DH: Is there anyone who doesn’t want to see Canelo-Golovkin? If Cotto beats Canelo, he and GGG would be a big fight, but Alvarez-GGG is the biggest PPV that boxing has in the near future. If it happens, Pacquiao-Khan will be big, and either one of them against Terence Crawford would be huge, but the only fight that could come close to Canelo-Golovkin would be Mayweather-GGG, and I don’t think Floyd wants any part of that.

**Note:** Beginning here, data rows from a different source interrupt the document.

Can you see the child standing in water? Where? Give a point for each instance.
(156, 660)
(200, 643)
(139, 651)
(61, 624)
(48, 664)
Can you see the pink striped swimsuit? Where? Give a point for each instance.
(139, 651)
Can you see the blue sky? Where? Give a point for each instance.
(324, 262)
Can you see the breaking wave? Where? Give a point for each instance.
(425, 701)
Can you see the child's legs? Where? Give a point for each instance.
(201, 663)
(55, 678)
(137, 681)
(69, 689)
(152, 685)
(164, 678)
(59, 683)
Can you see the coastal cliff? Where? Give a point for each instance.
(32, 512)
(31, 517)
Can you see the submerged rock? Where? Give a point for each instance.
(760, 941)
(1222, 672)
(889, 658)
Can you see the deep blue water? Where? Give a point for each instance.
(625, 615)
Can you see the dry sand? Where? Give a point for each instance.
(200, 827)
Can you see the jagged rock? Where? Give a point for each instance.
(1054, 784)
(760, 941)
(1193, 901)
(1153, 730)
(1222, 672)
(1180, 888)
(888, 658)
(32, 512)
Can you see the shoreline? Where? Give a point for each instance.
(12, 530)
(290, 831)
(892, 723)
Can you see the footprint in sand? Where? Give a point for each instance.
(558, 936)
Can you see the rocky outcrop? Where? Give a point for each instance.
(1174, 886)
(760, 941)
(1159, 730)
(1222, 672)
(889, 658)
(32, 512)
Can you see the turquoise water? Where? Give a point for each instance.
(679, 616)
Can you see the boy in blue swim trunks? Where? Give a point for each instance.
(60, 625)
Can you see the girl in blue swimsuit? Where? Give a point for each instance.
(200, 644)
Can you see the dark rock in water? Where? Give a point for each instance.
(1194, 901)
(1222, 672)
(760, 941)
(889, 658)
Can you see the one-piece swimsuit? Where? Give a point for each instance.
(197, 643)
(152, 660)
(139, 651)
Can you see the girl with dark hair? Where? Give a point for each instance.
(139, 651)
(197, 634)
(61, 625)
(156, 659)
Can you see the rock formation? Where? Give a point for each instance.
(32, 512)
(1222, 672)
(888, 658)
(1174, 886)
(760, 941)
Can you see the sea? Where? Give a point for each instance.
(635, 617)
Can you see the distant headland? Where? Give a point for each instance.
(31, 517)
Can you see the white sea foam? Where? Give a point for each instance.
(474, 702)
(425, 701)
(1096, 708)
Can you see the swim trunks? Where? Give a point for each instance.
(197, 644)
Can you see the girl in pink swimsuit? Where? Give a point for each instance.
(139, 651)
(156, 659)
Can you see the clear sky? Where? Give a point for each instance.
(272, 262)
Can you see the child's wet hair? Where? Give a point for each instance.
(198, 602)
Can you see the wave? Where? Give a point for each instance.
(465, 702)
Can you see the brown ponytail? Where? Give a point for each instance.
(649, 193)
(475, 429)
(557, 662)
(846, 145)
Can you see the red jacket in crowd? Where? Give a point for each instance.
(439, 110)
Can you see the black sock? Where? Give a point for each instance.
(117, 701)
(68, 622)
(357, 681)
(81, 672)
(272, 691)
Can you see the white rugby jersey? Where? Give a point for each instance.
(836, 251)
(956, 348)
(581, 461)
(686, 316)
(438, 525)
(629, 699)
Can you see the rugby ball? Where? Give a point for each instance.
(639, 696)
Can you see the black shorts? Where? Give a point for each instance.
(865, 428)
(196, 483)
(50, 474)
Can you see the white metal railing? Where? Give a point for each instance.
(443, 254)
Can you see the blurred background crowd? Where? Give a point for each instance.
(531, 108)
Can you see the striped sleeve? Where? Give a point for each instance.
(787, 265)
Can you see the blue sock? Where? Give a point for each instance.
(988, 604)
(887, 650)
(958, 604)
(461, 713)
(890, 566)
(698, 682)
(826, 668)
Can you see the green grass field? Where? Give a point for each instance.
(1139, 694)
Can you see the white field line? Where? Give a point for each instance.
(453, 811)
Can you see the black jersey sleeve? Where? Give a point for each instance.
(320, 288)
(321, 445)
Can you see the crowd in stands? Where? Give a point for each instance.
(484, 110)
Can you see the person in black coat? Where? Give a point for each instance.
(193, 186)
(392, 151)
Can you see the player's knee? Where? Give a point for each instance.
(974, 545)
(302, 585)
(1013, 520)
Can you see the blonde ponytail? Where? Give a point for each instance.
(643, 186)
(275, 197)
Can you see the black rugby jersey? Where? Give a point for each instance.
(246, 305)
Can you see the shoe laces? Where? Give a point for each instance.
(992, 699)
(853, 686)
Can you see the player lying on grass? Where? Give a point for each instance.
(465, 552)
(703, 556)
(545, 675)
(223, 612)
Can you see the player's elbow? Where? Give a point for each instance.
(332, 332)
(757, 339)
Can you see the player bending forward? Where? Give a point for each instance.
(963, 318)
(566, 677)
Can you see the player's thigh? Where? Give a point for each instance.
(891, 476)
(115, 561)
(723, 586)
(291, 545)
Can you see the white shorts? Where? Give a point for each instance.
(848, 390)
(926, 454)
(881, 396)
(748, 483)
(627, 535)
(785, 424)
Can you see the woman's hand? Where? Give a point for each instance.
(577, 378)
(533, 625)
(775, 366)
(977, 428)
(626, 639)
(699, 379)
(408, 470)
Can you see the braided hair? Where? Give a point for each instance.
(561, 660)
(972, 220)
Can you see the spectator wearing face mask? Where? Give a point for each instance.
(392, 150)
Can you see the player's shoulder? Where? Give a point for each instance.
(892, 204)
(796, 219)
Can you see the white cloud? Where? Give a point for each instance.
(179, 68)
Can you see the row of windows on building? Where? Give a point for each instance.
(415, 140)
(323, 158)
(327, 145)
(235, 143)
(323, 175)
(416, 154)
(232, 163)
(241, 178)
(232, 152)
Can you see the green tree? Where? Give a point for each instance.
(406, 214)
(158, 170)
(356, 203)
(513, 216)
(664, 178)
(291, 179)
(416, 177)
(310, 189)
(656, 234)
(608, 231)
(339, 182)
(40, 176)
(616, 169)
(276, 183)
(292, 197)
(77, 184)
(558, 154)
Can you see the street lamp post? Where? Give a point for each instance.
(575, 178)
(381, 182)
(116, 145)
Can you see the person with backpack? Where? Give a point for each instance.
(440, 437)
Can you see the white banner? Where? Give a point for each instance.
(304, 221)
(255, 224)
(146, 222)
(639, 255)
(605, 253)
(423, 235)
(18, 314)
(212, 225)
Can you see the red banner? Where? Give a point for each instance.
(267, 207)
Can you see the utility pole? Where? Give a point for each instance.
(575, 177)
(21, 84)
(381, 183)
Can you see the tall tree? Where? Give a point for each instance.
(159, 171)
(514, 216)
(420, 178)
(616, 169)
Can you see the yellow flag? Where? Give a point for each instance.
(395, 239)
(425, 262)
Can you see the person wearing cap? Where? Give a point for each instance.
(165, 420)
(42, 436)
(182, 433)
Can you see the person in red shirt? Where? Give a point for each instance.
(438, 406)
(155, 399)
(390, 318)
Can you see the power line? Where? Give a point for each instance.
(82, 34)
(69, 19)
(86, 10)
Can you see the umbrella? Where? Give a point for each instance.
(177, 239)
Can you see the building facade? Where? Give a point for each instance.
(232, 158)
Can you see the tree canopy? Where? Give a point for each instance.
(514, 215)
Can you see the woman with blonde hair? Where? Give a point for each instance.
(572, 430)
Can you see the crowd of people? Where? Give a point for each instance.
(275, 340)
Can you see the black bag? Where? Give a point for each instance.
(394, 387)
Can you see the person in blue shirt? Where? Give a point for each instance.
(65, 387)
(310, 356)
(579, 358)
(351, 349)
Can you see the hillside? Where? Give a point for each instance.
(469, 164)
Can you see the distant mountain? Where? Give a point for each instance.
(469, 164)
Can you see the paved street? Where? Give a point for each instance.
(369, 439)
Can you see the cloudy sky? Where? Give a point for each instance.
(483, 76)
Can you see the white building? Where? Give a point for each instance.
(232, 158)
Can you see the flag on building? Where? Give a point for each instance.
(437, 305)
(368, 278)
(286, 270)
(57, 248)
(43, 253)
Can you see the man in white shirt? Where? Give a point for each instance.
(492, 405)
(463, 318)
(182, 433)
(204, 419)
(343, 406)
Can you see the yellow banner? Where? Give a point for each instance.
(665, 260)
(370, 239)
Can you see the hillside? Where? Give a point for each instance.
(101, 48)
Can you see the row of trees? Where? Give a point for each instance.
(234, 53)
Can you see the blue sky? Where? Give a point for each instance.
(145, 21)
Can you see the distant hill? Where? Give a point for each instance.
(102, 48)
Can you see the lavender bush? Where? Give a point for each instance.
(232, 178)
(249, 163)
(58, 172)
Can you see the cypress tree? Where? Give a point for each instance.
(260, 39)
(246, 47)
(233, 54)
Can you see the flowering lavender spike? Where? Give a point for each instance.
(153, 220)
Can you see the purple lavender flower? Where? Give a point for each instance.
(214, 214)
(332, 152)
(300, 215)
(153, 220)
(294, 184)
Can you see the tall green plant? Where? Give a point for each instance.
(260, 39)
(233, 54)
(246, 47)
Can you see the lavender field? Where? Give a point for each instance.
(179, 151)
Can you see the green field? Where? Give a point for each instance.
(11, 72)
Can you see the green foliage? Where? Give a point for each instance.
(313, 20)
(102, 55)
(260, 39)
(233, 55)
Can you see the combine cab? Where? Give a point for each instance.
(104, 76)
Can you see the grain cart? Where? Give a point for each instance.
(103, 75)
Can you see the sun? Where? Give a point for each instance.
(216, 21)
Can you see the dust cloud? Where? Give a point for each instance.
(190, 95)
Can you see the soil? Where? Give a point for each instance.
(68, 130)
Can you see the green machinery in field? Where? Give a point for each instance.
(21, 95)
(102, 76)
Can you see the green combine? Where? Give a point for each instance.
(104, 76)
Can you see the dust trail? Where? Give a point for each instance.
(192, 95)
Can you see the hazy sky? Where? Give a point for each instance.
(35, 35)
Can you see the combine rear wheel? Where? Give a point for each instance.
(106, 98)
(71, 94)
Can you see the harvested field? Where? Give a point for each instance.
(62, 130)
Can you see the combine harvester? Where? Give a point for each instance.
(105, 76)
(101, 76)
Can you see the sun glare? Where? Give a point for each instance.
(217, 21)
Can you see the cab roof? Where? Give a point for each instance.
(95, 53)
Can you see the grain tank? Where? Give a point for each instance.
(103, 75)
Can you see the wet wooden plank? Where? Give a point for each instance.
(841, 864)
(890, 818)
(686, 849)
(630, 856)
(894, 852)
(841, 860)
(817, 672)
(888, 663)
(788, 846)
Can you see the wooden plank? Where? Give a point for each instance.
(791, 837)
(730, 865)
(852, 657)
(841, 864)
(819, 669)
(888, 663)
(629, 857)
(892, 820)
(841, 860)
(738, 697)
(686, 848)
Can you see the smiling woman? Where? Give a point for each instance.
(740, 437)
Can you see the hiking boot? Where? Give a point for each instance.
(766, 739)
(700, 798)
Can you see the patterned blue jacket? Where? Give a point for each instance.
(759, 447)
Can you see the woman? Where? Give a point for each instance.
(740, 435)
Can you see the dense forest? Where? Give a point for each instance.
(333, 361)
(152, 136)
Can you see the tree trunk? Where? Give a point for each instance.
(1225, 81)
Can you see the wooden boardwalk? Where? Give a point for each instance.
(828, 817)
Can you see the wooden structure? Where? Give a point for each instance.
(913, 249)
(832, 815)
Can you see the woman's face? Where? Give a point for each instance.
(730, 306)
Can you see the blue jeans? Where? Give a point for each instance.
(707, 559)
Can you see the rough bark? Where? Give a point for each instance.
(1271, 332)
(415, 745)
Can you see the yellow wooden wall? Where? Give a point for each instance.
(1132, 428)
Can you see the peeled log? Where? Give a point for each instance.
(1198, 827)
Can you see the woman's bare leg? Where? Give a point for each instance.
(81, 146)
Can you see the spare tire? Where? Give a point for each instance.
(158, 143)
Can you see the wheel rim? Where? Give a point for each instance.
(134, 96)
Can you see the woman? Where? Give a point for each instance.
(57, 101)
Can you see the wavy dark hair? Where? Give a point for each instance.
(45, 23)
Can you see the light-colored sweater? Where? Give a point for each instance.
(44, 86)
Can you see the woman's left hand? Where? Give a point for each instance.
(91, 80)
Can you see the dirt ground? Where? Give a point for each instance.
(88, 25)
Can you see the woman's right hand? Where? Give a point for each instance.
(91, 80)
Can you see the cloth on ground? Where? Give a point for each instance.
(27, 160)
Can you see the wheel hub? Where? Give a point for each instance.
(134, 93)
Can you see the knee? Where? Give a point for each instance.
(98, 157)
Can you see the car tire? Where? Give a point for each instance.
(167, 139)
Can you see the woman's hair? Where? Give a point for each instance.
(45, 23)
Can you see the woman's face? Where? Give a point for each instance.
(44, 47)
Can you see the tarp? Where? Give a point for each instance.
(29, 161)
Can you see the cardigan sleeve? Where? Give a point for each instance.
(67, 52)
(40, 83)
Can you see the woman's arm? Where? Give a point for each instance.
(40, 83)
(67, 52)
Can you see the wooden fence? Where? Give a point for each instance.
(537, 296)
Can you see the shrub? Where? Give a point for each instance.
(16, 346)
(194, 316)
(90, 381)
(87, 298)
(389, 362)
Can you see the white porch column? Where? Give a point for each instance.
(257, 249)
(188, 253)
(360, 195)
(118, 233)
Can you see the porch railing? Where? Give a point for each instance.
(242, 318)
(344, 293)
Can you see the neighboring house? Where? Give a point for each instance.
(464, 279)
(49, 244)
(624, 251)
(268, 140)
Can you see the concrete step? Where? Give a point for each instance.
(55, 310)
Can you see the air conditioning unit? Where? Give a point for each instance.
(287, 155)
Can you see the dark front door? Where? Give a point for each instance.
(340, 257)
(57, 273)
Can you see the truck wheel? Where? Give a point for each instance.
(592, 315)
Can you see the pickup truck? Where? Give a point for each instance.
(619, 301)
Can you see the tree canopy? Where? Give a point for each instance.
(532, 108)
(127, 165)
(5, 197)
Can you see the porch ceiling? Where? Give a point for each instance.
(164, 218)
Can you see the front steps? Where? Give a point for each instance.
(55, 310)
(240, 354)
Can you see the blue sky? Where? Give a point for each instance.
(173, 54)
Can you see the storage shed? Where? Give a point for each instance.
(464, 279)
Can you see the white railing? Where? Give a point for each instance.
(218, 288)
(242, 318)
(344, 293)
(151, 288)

JH: If Cotto wins he is still the lineal middleweight champion so a Cotto vs. GGG fight would likely take place next year in New York. Cotto has fought at Yankee Stadium and I’d expect a big venue for that fight. Golovkin vs. Canelo would be a bigger money fight because it taps into a bigger fan base. Golovkin was recently in Dallas looking at the stadium used by the NFL’s Dallas Cowboys for his next fight.
FC: In terms of pay-per-view numbers, potential bouts between Cotto-Golovkin or Canelo-Golovkin would take position behind Mayweather-Pacquiao and Cotto-Canelo. Golovkin is a beast, but his last fight with Lemieux didn’t generate as many PPV buys as people were expecting. With a perfect record of 34 wins and a 21-fight knockout streak, Golovkin is on his way to becoming a star. However, while Golovkin’s popularity is on the rise, he hasn’t quite reached a level of worldwide stardom just yet. In terms of excitement and explosiveness, a bout between Canelo-Golovkin would precede any of the above mentioned bouts. Golovkin is exciting to watch and rolls through his opponents so a showdown with Canelo would be every boxing fan’s dream. Canelo-Golovkin would be an action-packed war between two heavy handed opponents loading up on killer punch combinations and power shots until the very end. Cotto-Golovkin would also be amazing but seems unlikely to actually happen if Cotto defeats Canelo.